Il expose tour-à-tour le rôle des agences de notation dans la crise de la dette souveraine en Europe, l’existence de paradis fiscaux où sont domiciliées des coquilles vides servant à l’ « optimisation fiscale » des comptes d’entreprises ou de grandes banques y compris des banques françaises (BNP Paribas, Société Générale et Crédit Agricole) implantées aux îles Caïmans jusqu’en 2010.

Il y décrit l’immobilisme des régulateurs qui « ont en partie échoué dans leur mission de surveillance » pendant la crise de 2008, faute de moyens et de personnel compétent. Depuis, explique Marc Roche, la régulation a été renforcée. Dans le secteur bancaire, la loi Dodd-Franck a vu le jour dans le but de « prévenir le risque systémique, neutraliser les établissements « too big to fail », rendre transparent le mystérieux marché des produits dérivés et protéger le consommateur contre les crédits prédateurs. »

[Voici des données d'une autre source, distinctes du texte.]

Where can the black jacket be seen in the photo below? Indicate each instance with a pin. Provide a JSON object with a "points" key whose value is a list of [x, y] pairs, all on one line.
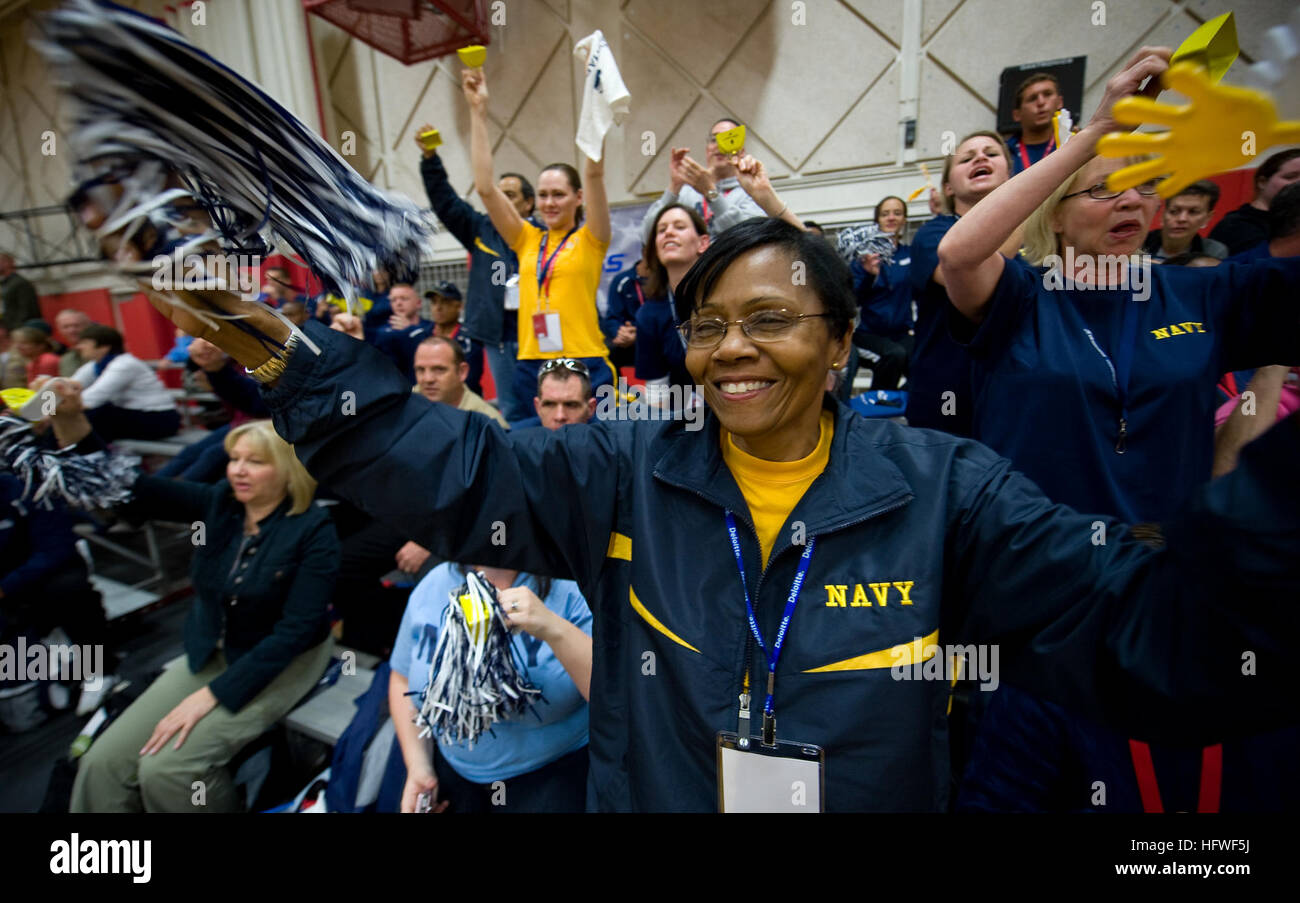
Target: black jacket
{"points": [[267, 604], [1242, 229], [918, 535]]}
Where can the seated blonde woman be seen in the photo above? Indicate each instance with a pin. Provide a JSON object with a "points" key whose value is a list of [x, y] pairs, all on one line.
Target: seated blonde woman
{"points": [[256, 639]]}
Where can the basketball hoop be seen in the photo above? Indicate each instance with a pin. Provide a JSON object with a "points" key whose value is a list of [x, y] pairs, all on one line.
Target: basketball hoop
{"points": [[408, 30]]}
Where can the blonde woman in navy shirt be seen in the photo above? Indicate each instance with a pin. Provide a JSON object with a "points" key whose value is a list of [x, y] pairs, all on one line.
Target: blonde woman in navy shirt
{"points": [[1101, 390]]}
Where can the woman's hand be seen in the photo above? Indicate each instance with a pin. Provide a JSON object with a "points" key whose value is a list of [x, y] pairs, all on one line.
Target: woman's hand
{"points": [[208, 356], [411, 558], [349, 324], [181, 719], [1147, 63], [753, 179], [419, 782], [475, 86], [676, 170], [524, 611], [696, 176]]}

Cependant, cette loi, les accords de Bâle III et les trois institutions mises en place par l’Union Européenne ne suffiraient pas selon l’auteur à régler « les causes profondes des dysfonctionnements du système. » Marc Roche déplore la trop grande taille des banques empêchant la libre concurrence et dont les outils informatiques sont plus performants que ceux des régulateurs. S’ajoutent à cela, la complexité des nouvelles réglementations qui les rendent difficilement applicables, la mauvaise coordination entre les autorités et le pouvoir du lobby bancaire.

Un nouveau krach possible ?

La seconde partie « un nouveau krach est-il possible ? » s’attaque aux relations entre le monde des finances et celui de la politique, citant notamment l’exemple de l’administration Bush et de la banque Goldman Sachs unies dans le sauvetage d’AIG comme dans la disparition de Lehman Brothers. On y découvre aussi l’impunité avec laquelle les puissants à l’origine du maquillage des comptes grecs ou de l’invention de produits toxiques comme les CDS (Credit Default Swaps) et autres pratiques douteuses se sont retrouvés à la tête de hedge funds ou encore de compagnies d’assurance après la crise. « Le constat est édifiant, dit Marc Roche, les responsables de la crise n’ont pas seulement survécu, ils ont prospéré. »

Les dysfonctionnements du capitalisme n’ont pas cessé avec la crise, constate Marc Roche. Il rappelle comment fin 2010, LVMH a mis la main sur Hermès en faisant racheter à ses quatre filiales immatriculées à Panama – la place offshore non coopérative en tête de la liste de l’OCDE- des actions d’Hermès via des contrats d’equity swaps passés avec des établissements financiers français. Marc Roche explore aussi la place de l’Irlande dans la crise de la dette souveraine, celle des hedge funds ou fonds spéculatifs, qui gagnent de l’argent quand les autres en perdent, le rôle des avocats d’affaires dans les montages financiers arrangeants, la spéculation sur les métaux précieux (notamment l’argent) et enfin les fonds souverains du Moyen-Orient qui « illustrent jusqu’à la caricature le capitalisme de l’ombre. »

La conclusion du livre n’est guère plus optimiste. « Ce sous-système quasi autonome cachant des transactions financières aussi invisibles que massives et des affaires pourries peut provoquer un cataclysme comme celui qui vient d’affecter le système économique mondial. Avec, à la clé, une nouvelle plongée dans la récession et une chute encore plus grave du niveau de vie. »

Pour Marc Roche, il est temps de s’attaquer au « chantier des chantiers » qu’est l’économie de l’ombre.